# Multivariate hypothesis testing

How is hypothesis testing performed for multivariate data?

Say for simplicity we have two iid draws from a binomial distribution Bin(10,q) with X1=7, X2=8. Under the null hypothesis H0:q=1/2, the individual p-values (as one-tail probabilities) are approximately 0.172 and 0.055 respectively so neither data point is sufficient evidence on its own to reject the null at the 95% confidence level. What would be the p-value for the pair (7,8) ?

EnumaElish
Homework Helper
One way to interpret your question is, "what is the sampling distribution generated by n=2, q=0.5?" as in http://faculty.vassar.edu/lowry/binomial.html

OTOH for a joint test of two variables you need to know their joint distribution. In the iid case that's F(x,y)=F(x)F(y).

Last edited:
One way to interpret your question is, "what is the sampling distribution generated by n=2, q=0.5?" as in http://faculty.vassar.edu/lowry/binomial.html

Thanks though I don't quite understand how you mean to apply this to hypothesis testing.

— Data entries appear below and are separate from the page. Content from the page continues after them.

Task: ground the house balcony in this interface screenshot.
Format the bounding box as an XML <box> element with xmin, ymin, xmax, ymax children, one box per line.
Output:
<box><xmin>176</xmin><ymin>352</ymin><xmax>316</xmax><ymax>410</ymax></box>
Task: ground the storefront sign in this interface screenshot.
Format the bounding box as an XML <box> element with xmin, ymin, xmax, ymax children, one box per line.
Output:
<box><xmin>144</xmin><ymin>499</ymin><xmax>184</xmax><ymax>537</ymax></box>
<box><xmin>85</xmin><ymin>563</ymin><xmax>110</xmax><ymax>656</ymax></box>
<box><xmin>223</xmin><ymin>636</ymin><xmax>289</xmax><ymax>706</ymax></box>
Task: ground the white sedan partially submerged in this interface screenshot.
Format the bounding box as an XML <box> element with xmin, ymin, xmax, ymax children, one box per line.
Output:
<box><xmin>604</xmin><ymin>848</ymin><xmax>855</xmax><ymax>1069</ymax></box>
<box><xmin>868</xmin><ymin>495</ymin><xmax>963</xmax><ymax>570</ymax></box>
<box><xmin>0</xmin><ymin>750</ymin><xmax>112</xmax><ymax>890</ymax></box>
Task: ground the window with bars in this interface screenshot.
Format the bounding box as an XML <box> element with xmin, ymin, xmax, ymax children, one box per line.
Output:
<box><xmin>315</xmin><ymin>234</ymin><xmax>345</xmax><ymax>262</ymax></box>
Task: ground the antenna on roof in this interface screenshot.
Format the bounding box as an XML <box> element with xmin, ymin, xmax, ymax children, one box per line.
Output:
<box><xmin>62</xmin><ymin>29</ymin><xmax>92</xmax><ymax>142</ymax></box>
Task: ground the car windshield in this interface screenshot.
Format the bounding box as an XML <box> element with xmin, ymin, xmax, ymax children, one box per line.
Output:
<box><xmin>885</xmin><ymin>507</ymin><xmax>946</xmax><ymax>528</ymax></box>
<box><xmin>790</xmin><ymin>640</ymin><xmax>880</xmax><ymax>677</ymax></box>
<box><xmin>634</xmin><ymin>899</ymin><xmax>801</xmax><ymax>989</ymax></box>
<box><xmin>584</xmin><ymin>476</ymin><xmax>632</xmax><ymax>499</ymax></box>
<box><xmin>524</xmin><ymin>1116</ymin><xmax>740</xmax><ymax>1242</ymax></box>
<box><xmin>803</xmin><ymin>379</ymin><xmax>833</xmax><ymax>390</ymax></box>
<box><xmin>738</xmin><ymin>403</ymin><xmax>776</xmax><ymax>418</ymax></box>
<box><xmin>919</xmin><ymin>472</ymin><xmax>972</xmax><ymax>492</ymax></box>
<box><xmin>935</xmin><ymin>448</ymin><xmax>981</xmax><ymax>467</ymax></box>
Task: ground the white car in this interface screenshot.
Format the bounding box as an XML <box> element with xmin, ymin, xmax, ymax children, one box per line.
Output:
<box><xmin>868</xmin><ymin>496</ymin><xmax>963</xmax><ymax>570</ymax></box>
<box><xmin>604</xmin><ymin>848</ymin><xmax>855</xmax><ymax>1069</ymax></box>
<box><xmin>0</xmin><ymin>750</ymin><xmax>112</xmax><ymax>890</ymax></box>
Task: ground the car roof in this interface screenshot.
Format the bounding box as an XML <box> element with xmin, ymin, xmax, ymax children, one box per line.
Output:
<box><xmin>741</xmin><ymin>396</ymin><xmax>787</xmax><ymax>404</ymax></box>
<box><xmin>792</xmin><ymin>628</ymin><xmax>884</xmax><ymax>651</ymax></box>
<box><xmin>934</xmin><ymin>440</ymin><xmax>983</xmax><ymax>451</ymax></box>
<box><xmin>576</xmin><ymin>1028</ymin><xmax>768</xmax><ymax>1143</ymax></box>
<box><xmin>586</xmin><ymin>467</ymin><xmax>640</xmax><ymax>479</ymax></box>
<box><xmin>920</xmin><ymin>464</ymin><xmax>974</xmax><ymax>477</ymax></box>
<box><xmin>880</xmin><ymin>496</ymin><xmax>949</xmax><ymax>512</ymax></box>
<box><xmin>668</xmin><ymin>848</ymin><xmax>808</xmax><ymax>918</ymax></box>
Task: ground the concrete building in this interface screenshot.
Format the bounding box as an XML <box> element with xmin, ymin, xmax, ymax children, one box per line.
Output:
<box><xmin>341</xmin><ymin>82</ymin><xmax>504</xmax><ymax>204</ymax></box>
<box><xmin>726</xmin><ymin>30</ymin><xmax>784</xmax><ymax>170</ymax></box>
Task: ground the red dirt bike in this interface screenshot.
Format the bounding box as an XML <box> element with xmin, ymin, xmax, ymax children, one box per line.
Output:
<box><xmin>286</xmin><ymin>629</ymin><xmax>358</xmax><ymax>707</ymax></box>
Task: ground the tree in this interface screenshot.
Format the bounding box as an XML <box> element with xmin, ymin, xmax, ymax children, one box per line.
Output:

OTOH for a joint test of two variables you need to know their joint distribution. In the iid case that's F(x,y)=F(x)F(y).

The joint distribution on its own isn't really appropriate because F(x1,...,xn) would be O(1/2^n). For independent rv's I guess the Kolmogorov-Smirnov distance would be useful as for a sample of size 1 it resembles a two-tail test. For non-independent samples I'm still not sure what is suitable.

EnumaElish
Homework Helper
Do you care to explain your statement below?
The joint distribution on its own isn't really appropriate because F(x1,...,xn) would be O(1/2^n).

Do you care to explain your statement below?

Say the variables are independent, as a rough approximation you could say the values are clustered about the median so F(x1,...,xn) ~ (1/2)^n. So the cdf on its own isn't really sufficient to use as a p-value, but I guess the multivariate generalization of the KS statistic could be used - though to calculate the critical values would be quite difficult and probably require Monte-Carlo simulation.

As an example, since the multivariate normal cdf has no closed form, what would be a procedure to test a sample, say the distribution Xi ~ N(0,1) with E[XiXj]=r for i<>j, 1<=i,j<=N when N is large?